可以将文章内容翻译成中文,广告屏蔽插件可能会导致该功能失效(如失效，请关闭广告屏蔽插件后再试):

问题:

The context is Inter-Process-Communication where one process("Server") has to send fixed-size structs to many listening processes("Clients") running on the same machine.

I am very comfortable doing this in Socket Programming. To make the communication between the Server and the Clients faster and to reduce the number of copies, I want to try out using Shared Memory(shm) or mmaps.

The OS is RHEL 64bit.

Since I am a newbie, please suggest which should I use. I'd appreciate it if someone could point me to a book or online resource to learn the same.

Thanks for the answers. I wanted to add that the Server ( Market Data Server ) will typically be receiving multicast data, which will cause it to be "sending" about 200,000 structs per second to the "Clients", where each struct is roughly 100 Bytes. Does shm_open/mmap implementation outperform sockets only for large blocks of data or a large volume of small structs as well ?

回答1:

I'd use mmap together with shm_open to map shared memory into the virtual address space of the processes.
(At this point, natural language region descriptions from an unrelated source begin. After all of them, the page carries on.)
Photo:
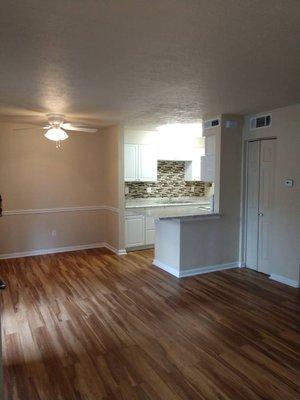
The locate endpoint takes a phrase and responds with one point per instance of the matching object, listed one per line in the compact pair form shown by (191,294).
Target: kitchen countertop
(166,202)
(181,213)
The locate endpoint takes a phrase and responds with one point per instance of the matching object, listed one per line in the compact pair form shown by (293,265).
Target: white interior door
(266,196)
(253,150)
(260,193)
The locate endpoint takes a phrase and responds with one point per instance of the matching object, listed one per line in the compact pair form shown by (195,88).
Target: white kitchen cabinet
(147,171)
(208,160)
(210,145)
(175,153)
(140,163)
(193,168)
(134,230)
(208,168)
(131,162)
(150,236)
This is relatively direct and clean:

you identify your shared memory segment with some kind of symbolic name, something like "/myRegion"
with shm_open you open a file descriptor on that region
with ftruncate you enlarge the segment to the size you need
with mmap you map it into your address space

The shmat and Co interfaces have (at least historically) the disadvantage that they may have a restriction in the maximal amount of memory that you can map.

Then, all the POSIX thread synchronization tools (pthread_mutex_t, pthread_cond_t, sem_t, pthread_rwlock_t, ...) have initialization interfaces that allow you to use them in a process shared context, too. All modern Linux distributions support this.

Whether or not this is preferable over sockets? Performance wise it could make a bit of a difference, since you don't have to copy things around. But the main point I guess would be that, once you have initialized your segment, this is conceptually a bit simpler. To access an item you'd just have to take a lock on a shared lock, read the data and then unlock the lock again.

As @R suggests, if you have multiple readers pthread_rwlock_t would probably the best lock structure to use.

回答2:

I once implemented an IPC library using shared memory segments; this allowed me to avoid a copy (instead of copying data from sender memory, to kernel space, and then from kernel space to receiver memory, I could directly copying from sender to receiver memory).

Anyway results weren't as good as I was expecting: actually sharing a memory segment was a really expensive process, since remapping TLB entries and all the rest is quite expensive. See this mail for more details (I'm no one of those guys, but got into such mail while developing my library).

Results were good only for really big messages (say more than a few megabytes), if you're working with little buffers, unix sockets are the most optimized thing you can find unless you are willing to write a kernel module.

回答3:

Apart from what's been suggested already, I'd like to offer another method: IPv6 Node/Interface Local Multicast, i.e. a multicast constrained to the loopback interface. http://www.iana.org/assignments/ipv6-multicast-addresses/ipv6-multicast-addresses.xml#ipv6-multicast-addresses-1

At first this might seem quite heavyweight, but most OS implement loopback sockets in a zero-copy architecture. The page(s) mapped to the buf parameter passed to send will be assigned an additional mapping and marked as copy on write so that if the sending program overwrites the data therein, or deallocates the contents will be preserved.

Instead of passing raw structs you should use a robust data structure. Netstrings http://cr.yp.to/proto/netstrings.txt and BSON http://bsonspec.org/ come to mind.

回答4:

Choosing between the POSIX shm_open/mmap interface and the older System V shmop one won't make a big difference, because after the initialization system calls, you end up with the same situation: a memory area that is shared between various processes. If your system supports it, I'd recommend to go with shm_open/mmap, because this is a better designed interface.

You then use the shared memory area as a common blackboard where all processes can scribble their data. The difficult part is to synchronize the processes accessing this area. Here I recommend to avoid concocting your own synchronization scheme, which can be fiendishly difficult and error-prone. Instead, use the existing working socket-based implementation for synchronizing access between processes, and use the shared memory only for transferring large amounts of data between processes. Even with this scheme you'll need a central process to coordinate the allocation of buffers, so this scheme is worth it only if you have very large volumes of data to transfer. Alternatively, use a synchronization library, like Boost.Interprocess.